Antonia Morita Iswari Saktiawati, 38, juga menyoroti pentingnya kebijakan yang mendukung perempuan, khususnya kebijakan dari pemerintah. "Memang ini multifaktorial. Semua pihak perlu membantu. Kalau di luar negeri, ketika cuti melahirkan bisa dikasih cuti sampai setahun dan tetap digaji. Kalau di Indonesia mungkin ini bisa jadi salah satu kebijakan yang diperhatikan pemerintah," kata Morita.

Tidak hanya itu, dokter infeksi paru-paru ini juga berpendapat bahwa adalah penting bagi institusi pendidikan untuk membuat sistem yang mempertimbangkan persyaratan umur agar jangan menghambat karier perempuan sebagai peneliti.

"Misalnya begini, anggaplah anak saya tiga. Umur saya misalnya 35 dikurangi tiga, maka dianggap 32 tahun. Jadi saya masih memenuhi syarat untuk kesempatan-kesempatan yang dikhususkan bagi orang yang maksimal umur 35 tahun," kata Morita. Ia menjelaskan bahwa sistem perhitungan inilah yang memungkinkannya masih masuk dalam kelompok peneliti muda, hingga akhirnya bisa diundang menjadi pembicara di Lindau Nobel Laureate Meetings.

Peneliti Indonesia di Lindau Nobel Laureate Meetings

”Bukan artinya perempuan harus diistimewakan, tapi harus influsif. Inklusifitas artinya harus mempertimbangkan bahwa memang perempuan itu perlu waktu untuk melahirkan dan mengasuh anaknya. Jadi ini juga harus masuk dalam penilaian," kata peneliti e-Nose TBC.

Kesempatan yang sama untuk laki-laki dan perempuan

Selain sistem yang mendukung perempuan, Citrawati Dyah Kencono Wungu, 34, mengatakan dunia akademis seharusnya juga memberi kesempatan yang sama. Bagi Citrawati, kesempatan dan diskriminasi yang dialami di lingkungan profesional, membuat perempuan sepanjang kariernya menghabiskan energi untuk berjuang membuktikan diri. 
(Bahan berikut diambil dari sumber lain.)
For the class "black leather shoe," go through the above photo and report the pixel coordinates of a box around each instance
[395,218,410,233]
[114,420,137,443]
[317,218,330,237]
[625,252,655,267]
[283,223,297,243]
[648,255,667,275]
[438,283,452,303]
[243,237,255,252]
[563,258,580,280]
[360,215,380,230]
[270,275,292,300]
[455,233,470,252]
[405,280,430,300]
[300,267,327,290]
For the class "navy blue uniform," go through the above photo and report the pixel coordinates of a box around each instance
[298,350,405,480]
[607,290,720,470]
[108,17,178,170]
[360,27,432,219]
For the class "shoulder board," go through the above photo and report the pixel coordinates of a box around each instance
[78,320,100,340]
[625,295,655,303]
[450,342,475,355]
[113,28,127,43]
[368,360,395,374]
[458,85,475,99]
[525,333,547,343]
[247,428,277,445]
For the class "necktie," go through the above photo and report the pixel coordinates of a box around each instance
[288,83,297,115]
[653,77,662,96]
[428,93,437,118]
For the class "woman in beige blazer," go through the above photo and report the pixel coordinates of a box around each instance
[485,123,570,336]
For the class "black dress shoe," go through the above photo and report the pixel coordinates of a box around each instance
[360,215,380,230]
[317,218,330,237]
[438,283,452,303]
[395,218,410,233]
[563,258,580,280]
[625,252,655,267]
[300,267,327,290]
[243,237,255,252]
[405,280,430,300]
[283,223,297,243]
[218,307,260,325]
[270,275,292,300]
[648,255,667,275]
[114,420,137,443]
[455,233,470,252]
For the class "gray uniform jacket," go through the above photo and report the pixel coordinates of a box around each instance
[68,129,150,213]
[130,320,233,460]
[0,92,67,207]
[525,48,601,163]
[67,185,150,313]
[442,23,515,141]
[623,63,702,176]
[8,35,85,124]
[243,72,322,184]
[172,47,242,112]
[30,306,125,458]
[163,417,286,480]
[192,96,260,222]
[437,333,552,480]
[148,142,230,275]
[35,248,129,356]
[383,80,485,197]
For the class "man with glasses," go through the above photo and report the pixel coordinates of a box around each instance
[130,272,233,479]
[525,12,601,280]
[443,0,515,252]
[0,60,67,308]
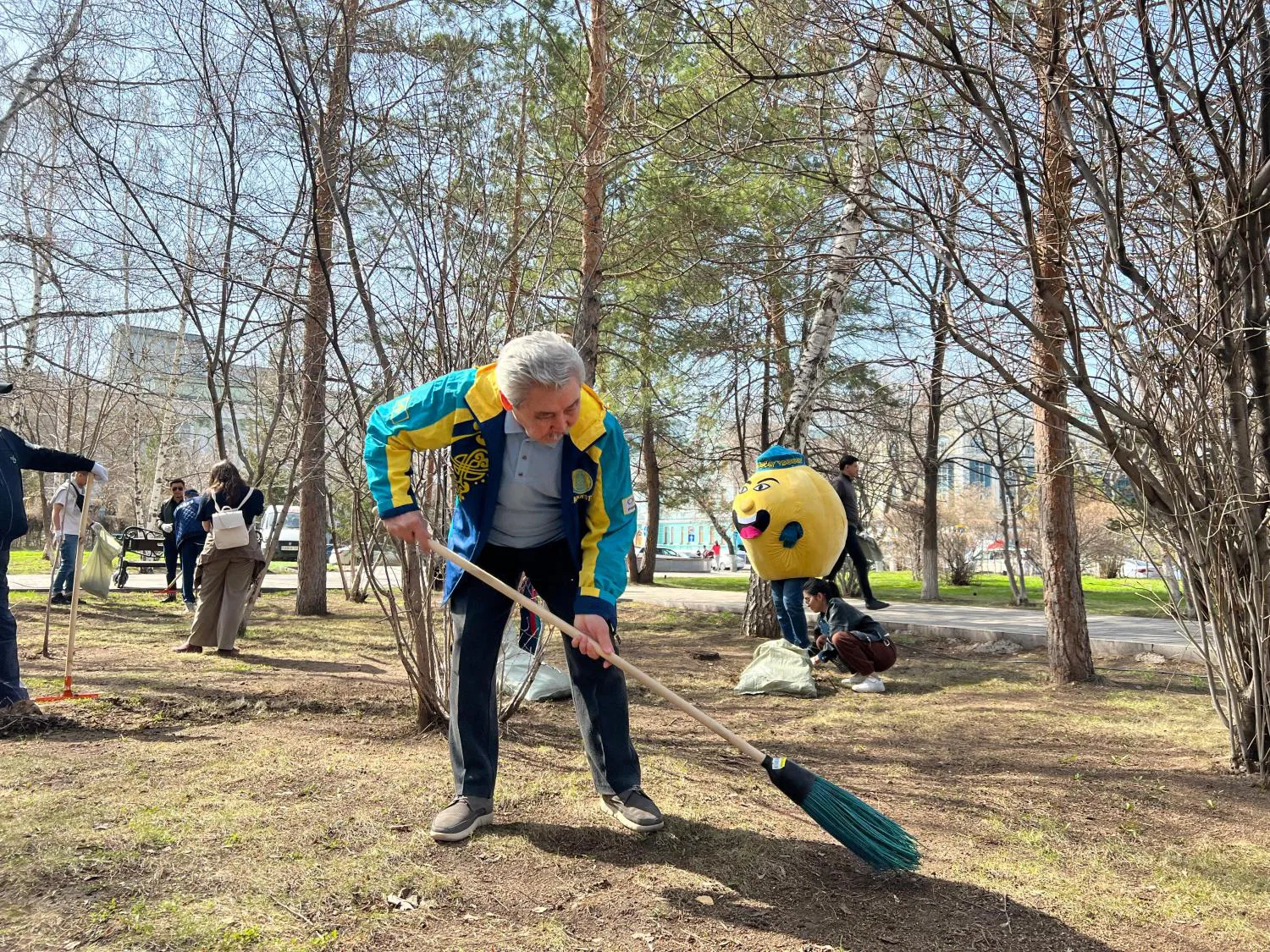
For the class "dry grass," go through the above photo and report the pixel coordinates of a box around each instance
[0,597,1270,952]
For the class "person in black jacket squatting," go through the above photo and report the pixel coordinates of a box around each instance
[0,383,109,718]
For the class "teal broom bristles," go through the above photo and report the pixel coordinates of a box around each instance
[764,757,922,870]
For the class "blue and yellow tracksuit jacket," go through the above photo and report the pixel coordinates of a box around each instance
[363,365,637,626]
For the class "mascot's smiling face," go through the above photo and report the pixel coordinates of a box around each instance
[732,447,848,581]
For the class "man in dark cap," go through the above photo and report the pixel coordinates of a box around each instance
[0,382,109,718]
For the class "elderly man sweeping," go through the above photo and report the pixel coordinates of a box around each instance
[365,332,665,842]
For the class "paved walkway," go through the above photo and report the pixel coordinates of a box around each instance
[622,586,1203,663]
[19,573,1203,663]
[9,570,353,592]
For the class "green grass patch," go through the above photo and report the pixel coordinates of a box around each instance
[657,571,1168,619]
[0,593,1270,952]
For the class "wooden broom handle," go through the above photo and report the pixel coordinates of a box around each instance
[66,474,93,685]
[428,540,767,764]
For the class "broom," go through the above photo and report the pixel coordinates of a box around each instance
[428,540,921,870]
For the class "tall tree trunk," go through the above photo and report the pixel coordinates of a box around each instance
[635,396,662,586]
[505,77,530,340]
[742,7,901,639]
[1033,0,1094,685]
[573,0,609,383]
[922,294,952,602]
[997,467,1028,606]
[780,7,901,449]
[296,0,361,616]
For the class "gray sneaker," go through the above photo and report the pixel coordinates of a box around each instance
[431,797,494,843]
[599,787,665,833]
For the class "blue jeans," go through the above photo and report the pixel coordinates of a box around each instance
[0,542,30,707]
[772,579,812,647]
[53,536,79,596]
[450,540,640,797]
[179,536,206,606]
Citrawati Dyah Kencono Wungu peserta Lindau Nobel Laureate Meetings
Citrawati Dyah Kencono Wungu, peneliti jantung dari UNAIR.Foto: Tonggie Siregar/DW

"Ketika saya melamar menjadi dosen, saya sempat diragukan, karena pimpinannya itu adalah laki-laki. Ketika melihat ada perempuan lagi karena sebelumnya ada juga perempuan, saya jadi diragukan. Tetapi seiringnya berjalannya waktu saya berhasil membuktikan bahwa perempuan juga bisa berprestasi sama dengan laki-laki," kata dokter spesialis jantung itu. Ia menambahkan: "Sebaiknya tidak melihat apakah itu perempuan atau laki-laki, tetapi bagaimana prestasinya."

Bagi Citra, memahami bahwa potensi perempuan dan laki-laki adalah sama sangat penting, agar energi tersebut lebih dipakai untuk berkontribusi dan berkolaborasi.

"Perempuan memiliki kapabilitas yang sama seperti halnya dengan pria untuk bisa berprestasi, untuk bisa sama-sama memberikan kontribusi bermanfaat bagi dunia ilmiah," kata perempuan yang kini mengajar di Universitas Airlangga tersebut. (ae)

Arti Ekawati turut berkontribusi dalam laporan ini.